Created on 02 Jun 2026

Authors

Rina Das, Andrew Baldi, Sant-Rayn Pasricha, Lisa M Thompson, Anaité Díaz-Artiga, Laura Maria Grajeda, John P McCracken, Kelsey Jesser, Lance Waller, Matthew C Freeman, Thomas Clasen, Sheela S Sinharoy

Published in

International journal of hygiene and environmental health. Volume 276. Pages 114843. Jun 01, 2026. Epub Jun 01, 2026.

Abstract

The early-life composition and maturation of the upper respiratory microbiome, and their associations with environmental exposures and respiratory health, remain poorly characterized. We collected nasopharyngeal (NP) and oropharyngeal (OP) samples (n = 257) from a cohort of 114 Guatemalan infants at birth and six months between February and August 2019. We analyzed their NP and OP microbiomes using 16S rRNA gene sequencing and examined associations with air pollution and respiratory outcomes during the first year of life. Results show that NP and OP microbiomes exhibited distinct developmental trajectories, with NP diversity declining and OP diversity increasing by six months, accompanied by age-related compositional restructuring. Taxonomic succession was anatomically site-specific; NP communities matured toward lower alpha diversity with facultative dominance, whereas OP communities showed anaerobic enrichment and rising alpha diversity, yielding stable, differentiated airway communities. Neither alpha nor beta diversity was consistently associated with WHO IMCI (Integrated Management of Childhood Illness) pneumonia (both severe and non-severe), cough, or hypoxemia, except for higher NP alpha diversity at birth, which predicted increased odds of fast breathing episodes (Shannon: adjusted OR = 4.81, 95% CI: 1.80, 7.46 & inverse Simpson: aOR = 1.20, 95% CI: 1.04, 1.43).
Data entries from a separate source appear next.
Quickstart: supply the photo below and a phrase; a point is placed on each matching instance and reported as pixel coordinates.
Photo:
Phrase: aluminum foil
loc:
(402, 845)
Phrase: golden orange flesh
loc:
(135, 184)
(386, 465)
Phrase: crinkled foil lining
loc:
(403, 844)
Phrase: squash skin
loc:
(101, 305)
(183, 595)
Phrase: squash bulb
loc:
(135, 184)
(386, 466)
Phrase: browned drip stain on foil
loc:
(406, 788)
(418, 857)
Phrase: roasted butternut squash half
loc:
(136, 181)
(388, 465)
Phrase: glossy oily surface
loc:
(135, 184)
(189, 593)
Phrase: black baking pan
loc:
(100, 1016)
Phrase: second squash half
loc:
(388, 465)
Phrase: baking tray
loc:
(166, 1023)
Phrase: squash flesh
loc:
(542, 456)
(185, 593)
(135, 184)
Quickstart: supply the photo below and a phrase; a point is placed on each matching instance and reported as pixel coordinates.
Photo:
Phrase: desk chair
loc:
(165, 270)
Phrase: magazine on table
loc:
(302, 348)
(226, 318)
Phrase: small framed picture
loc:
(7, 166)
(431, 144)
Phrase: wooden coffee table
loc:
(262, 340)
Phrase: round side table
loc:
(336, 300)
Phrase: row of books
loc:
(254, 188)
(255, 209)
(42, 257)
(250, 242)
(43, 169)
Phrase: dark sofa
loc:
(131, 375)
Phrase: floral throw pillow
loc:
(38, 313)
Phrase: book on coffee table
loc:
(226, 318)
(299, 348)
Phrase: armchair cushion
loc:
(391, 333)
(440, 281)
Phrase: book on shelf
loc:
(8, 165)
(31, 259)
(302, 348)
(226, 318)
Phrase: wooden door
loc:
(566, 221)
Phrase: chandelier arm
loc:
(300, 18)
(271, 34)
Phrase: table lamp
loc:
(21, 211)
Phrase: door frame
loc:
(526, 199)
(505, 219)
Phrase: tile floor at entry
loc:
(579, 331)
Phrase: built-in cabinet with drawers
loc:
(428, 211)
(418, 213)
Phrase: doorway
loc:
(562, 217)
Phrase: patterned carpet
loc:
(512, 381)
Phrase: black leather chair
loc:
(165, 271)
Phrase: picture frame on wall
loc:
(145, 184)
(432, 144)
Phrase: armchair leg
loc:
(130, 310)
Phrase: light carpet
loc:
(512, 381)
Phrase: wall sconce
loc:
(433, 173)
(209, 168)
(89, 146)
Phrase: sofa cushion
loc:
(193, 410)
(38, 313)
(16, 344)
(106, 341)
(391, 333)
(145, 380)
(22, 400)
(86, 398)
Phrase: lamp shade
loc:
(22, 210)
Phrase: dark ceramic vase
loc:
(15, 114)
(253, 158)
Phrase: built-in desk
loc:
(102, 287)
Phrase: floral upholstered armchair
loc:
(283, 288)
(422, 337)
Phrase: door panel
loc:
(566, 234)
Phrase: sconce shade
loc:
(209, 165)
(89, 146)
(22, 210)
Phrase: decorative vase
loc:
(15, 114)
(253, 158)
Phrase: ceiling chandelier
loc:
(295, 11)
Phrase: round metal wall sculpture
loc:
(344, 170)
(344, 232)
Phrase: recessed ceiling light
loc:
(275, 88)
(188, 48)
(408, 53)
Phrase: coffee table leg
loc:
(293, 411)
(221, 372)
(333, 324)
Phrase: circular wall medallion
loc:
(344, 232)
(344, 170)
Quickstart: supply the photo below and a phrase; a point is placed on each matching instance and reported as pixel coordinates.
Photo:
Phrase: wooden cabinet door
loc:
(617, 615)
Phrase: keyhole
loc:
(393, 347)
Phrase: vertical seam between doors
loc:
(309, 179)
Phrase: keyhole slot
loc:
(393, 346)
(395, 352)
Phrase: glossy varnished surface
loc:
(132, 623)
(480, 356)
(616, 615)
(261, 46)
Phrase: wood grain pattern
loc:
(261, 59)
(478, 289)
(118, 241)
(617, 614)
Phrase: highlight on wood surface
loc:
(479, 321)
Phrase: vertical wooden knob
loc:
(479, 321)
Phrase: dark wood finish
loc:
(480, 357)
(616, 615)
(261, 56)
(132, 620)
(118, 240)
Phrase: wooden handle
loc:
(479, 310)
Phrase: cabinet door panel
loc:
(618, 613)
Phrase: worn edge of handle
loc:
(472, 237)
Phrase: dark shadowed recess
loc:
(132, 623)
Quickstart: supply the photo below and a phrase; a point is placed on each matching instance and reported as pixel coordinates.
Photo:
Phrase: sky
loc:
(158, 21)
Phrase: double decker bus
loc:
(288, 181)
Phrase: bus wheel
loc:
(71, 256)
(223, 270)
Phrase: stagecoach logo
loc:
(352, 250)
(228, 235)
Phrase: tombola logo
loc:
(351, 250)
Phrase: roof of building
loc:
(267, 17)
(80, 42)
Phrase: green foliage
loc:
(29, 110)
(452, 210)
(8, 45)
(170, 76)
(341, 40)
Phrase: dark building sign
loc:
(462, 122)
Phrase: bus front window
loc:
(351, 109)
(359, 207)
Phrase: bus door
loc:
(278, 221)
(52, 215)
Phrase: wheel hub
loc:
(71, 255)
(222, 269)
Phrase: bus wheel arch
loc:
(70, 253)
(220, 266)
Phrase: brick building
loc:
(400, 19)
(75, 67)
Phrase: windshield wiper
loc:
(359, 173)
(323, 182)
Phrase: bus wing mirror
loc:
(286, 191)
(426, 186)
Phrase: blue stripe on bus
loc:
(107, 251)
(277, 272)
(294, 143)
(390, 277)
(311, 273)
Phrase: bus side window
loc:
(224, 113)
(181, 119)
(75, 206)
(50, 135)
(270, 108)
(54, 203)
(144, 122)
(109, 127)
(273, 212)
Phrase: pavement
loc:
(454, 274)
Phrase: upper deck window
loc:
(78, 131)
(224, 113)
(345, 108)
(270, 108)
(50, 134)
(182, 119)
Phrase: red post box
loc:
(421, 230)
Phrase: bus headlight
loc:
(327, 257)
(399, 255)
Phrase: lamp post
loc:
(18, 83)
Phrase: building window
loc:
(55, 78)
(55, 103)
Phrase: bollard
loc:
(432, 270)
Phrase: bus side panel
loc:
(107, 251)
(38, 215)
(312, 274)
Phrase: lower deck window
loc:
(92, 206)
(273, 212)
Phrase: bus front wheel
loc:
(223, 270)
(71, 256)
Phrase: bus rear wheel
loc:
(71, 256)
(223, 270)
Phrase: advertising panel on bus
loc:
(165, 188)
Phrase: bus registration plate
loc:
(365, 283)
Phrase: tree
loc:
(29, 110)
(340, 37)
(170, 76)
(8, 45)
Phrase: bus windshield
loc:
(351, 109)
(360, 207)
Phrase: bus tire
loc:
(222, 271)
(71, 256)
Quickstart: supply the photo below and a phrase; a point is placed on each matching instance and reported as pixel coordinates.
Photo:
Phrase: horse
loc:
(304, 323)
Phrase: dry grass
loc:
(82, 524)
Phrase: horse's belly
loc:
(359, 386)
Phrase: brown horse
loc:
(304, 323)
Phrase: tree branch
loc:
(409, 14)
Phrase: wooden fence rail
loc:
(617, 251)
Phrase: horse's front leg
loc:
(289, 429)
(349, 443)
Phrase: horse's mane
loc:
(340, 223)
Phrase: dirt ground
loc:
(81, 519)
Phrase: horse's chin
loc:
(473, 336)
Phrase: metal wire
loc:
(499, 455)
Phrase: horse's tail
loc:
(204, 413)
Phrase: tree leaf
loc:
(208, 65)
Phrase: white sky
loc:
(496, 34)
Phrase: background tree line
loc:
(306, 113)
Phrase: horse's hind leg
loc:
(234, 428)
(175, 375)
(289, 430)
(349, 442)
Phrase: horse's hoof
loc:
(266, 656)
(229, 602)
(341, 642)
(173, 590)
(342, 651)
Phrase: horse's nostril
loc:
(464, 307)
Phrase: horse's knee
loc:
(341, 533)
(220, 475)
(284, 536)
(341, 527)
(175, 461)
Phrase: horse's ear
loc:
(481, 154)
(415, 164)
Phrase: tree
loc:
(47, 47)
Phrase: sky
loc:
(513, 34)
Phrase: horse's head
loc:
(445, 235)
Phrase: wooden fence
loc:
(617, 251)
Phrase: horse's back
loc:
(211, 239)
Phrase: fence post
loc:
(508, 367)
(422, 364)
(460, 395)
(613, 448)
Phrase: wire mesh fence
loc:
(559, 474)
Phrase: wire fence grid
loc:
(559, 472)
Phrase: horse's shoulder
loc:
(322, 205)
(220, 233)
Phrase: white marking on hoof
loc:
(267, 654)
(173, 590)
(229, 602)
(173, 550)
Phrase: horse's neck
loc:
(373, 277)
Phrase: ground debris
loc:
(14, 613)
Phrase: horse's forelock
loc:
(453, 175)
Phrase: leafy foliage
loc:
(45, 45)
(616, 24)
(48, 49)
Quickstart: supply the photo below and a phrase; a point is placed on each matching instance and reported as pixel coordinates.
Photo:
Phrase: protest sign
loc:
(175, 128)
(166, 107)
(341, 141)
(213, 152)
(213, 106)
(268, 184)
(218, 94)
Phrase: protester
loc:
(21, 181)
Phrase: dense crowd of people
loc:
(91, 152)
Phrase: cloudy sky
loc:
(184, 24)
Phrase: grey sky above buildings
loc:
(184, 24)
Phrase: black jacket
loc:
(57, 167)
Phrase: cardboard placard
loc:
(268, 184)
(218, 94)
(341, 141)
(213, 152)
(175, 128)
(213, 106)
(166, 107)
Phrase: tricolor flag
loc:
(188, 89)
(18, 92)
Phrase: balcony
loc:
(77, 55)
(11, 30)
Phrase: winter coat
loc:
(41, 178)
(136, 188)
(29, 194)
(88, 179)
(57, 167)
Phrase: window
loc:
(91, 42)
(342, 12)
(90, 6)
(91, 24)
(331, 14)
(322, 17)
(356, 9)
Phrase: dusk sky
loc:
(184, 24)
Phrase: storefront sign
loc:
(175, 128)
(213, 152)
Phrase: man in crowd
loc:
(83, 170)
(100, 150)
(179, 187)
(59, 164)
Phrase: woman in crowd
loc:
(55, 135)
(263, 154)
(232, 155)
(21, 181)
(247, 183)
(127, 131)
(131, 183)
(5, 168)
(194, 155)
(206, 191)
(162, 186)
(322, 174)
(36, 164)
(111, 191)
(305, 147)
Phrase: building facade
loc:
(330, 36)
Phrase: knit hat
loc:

Higher NP Bacteroidota relative abundance at birth was associated with lower odds of subsequent WHO IMCI pneumonia (aOR: 0.003, 95% CI 0.001-0.02; FDR = 0.10). Higher personal PM2.5 exposure at 3 months was associated with differential NP microbiome composition at 6 months, including lower Firmicutes abundance (β = -0.53; 95% CI: -0.82, -0.25; FDR = 0.17) and higher Prevotella abundance (β = 3.21; 95% CI: 1.90, 4.51; FDR = 0.08), consistent with PM2.5 acting as an ecological stressor that may predispose to airway dysbiosis. These findings reveal coordinated but site-specific patterns of microbial maturation in early infancy and suggest that predictable age-related shifts in community composition, together with both environmental exposures, shape upper airway microbial communities with implications for respiratory health.

PMID:
42224959
Bibliographic data and abstract were imported from PubMed on 02 Jun 2026.